A obsessão de Drummond

Revista de História

  • O poeta, cronista e contista Carlos Drummond de Andrade (1902-1987) escreveu mais de 70 livros, participou de 11 obras em colaboração com outros escritores e ainda trabalhou em 17 jornais e revistas. O volume de sua produção literária é facilmente notado ao consultar sua bibliografia e a cronologia de sua obra: em 1918, aos 16 anos, Drummond teve seu primeiro poema em prosa, Onda, publicado no jornal Maio..., de sua cidade natal, Itabira, Minas Gerais. O número de obras revela um escritor compulsivo, mas a Divisão de Manuscritos da Biblioteca Nacional guarda uma prova de que Drummond também era um leitor obsessivo. Trata-se do Dicionário de Pseudônimos Brasileiros.
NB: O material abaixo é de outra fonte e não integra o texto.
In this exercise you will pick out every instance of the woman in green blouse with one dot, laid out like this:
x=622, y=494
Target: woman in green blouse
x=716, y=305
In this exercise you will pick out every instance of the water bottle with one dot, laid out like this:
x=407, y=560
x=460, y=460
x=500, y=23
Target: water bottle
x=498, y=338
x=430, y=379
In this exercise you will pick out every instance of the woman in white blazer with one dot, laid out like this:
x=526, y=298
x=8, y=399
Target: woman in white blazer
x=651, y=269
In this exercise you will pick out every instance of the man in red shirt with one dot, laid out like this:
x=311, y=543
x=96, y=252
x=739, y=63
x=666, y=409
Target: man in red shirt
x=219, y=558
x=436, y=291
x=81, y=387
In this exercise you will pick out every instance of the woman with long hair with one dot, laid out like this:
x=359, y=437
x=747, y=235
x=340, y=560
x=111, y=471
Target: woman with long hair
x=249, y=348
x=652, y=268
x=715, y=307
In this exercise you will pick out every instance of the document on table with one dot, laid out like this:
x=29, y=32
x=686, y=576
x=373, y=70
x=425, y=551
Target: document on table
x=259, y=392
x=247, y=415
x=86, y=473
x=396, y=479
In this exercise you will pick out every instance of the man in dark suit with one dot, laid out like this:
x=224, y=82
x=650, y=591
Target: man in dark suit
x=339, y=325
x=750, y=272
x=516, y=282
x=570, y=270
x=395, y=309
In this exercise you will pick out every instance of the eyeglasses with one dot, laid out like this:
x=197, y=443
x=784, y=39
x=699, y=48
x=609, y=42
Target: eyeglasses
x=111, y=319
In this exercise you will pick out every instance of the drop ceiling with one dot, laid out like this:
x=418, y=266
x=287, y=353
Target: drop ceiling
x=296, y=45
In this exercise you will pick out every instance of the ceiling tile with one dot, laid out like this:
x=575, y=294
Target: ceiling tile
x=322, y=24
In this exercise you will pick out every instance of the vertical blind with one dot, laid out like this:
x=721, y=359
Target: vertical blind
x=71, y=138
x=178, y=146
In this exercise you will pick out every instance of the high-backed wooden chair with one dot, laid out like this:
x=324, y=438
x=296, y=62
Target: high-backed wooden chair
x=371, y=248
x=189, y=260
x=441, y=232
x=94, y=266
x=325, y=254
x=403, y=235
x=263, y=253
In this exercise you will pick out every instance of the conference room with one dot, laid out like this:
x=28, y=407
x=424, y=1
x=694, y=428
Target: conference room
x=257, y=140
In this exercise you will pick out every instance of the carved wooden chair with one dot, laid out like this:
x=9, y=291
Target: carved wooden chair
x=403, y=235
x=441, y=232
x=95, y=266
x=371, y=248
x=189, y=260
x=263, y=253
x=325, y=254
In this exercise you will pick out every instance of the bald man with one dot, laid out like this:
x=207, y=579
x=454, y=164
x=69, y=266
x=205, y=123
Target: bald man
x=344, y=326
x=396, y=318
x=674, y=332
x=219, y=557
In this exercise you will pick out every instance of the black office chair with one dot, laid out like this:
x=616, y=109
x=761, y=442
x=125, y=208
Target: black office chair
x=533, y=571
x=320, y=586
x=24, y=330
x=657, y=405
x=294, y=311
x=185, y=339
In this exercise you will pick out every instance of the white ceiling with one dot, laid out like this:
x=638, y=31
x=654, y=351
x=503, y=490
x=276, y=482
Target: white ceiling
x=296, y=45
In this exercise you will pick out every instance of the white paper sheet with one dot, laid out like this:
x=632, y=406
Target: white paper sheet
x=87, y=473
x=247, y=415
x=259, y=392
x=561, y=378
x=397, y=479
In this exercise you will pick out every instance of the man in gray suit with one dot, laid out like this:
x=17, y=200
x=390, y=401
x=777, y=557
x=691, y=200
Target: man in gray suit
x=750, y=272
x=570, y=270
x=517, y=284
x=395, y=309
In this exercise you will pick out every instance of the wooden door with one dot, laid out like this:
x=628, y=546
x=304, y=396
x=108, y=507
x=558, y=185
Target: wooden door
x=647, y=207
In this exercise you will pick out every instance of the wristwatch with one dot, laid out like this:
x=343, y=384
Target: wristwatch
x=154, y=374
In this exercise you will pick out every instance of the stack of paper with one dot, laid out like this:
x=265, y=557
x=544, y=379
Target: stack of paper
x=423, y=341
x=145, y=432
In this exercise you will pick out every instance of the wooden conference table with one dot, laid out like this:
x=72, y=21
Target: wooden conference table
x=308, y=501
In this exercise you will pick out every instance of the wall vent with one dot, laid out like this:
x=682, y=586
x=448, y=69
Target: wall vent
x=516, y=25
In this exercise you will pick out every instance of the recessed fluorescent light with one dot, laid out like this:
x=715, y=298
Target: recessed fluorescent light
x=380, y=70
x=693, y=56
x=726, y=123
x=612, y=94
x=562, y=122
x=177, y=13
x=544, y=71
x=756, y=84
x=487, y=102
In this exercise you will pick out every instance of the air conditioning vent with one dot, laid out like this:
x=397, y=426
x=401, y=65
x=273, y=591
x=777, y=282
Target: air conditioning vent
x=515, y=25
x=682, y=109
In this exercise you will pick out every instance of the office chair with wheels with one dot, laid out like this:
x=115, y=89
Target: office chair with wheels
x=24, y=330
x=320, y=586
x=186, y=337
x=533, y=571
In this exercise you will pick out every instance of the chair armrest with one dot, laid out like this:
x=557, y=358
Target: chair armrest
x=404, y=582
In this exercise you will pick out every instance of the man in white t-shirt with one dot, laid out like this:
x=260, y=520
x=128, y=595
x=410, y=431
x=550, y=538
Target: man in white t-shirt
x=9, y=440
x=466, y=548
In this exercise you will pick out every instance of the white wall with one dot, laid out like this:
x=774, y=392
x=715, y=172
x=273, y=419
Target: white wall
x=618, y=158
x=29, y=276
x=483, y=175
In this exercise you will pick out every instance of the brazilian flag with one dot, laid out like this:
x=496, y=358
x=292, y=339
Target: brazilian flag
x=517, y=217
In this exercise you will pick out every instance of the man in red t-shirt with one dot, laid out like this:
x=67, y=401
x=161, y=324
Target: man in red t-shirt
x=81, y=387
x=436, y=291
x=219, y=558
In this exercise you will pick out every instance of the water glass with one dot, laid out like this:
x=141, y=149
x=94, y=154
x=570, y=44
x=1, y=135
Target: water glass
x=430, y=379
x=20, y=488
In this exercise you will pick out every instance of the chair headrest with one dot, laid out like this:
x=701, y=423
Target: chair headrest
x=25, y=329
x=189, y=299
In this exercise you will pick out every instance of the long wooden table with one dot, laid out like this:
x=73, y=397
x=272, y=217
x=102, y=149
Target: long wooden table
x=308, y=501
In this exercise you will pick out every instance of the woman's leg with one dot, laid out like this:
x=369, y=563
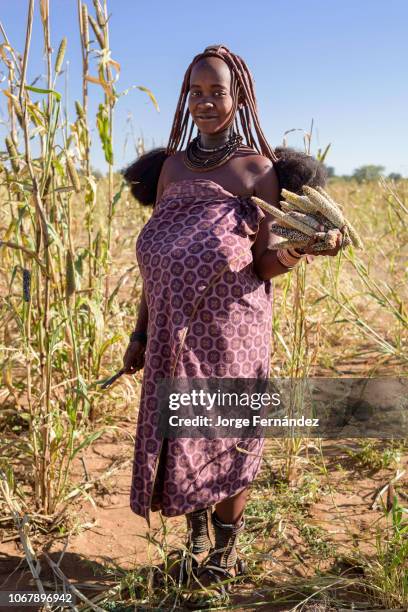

    Em folhas de fichário de 16 x 22,5 cm, Drummond datilografou centenas de pseudônimos de escritores brasileiros associando-os com os nomes verdadeiros e os veículos onde eram publicados. Separados em ordem alfabética de pseudônimos, o visitante da Biblioteca Nacional pode se deparar com curiosas assinaturas, como a de d. Pedro I em uma carta no Diário do Governo, em 1823: “Anglo-maníaco, e por isso o Constitucional puro”; Gonçalves Dias, em artigos no Correio Mercantil, em 1849: “O gnomo”; ou de José de Alencar, no texto A corte do leão, escrito em 1867: “Um asno”. Para o neto do poeta, Pedro Drummond, o dicionário tem um grande valor literário e expõe uma das principais características de seu avô. “Ele era um arquivista nato”, garante Pedro.

    Além dos escritos datilografados, há manuscritos de Drummond à caneta e a lápis. Em vermelho, uma caligrafia se distingue da do poeta: são revisões do pesquisador José Galante de Sousa (1913-1986). A união dos autores está relacionada à origem do dicionário. O trabalho desenvolvido por Drummond integrava o grandioso projeto da Enciclopédia Brasileira que, junto com o Dicionário da Língua Nacional, era uma das principais metas do Instituto Nacional do Livro (INL), criado em 1937.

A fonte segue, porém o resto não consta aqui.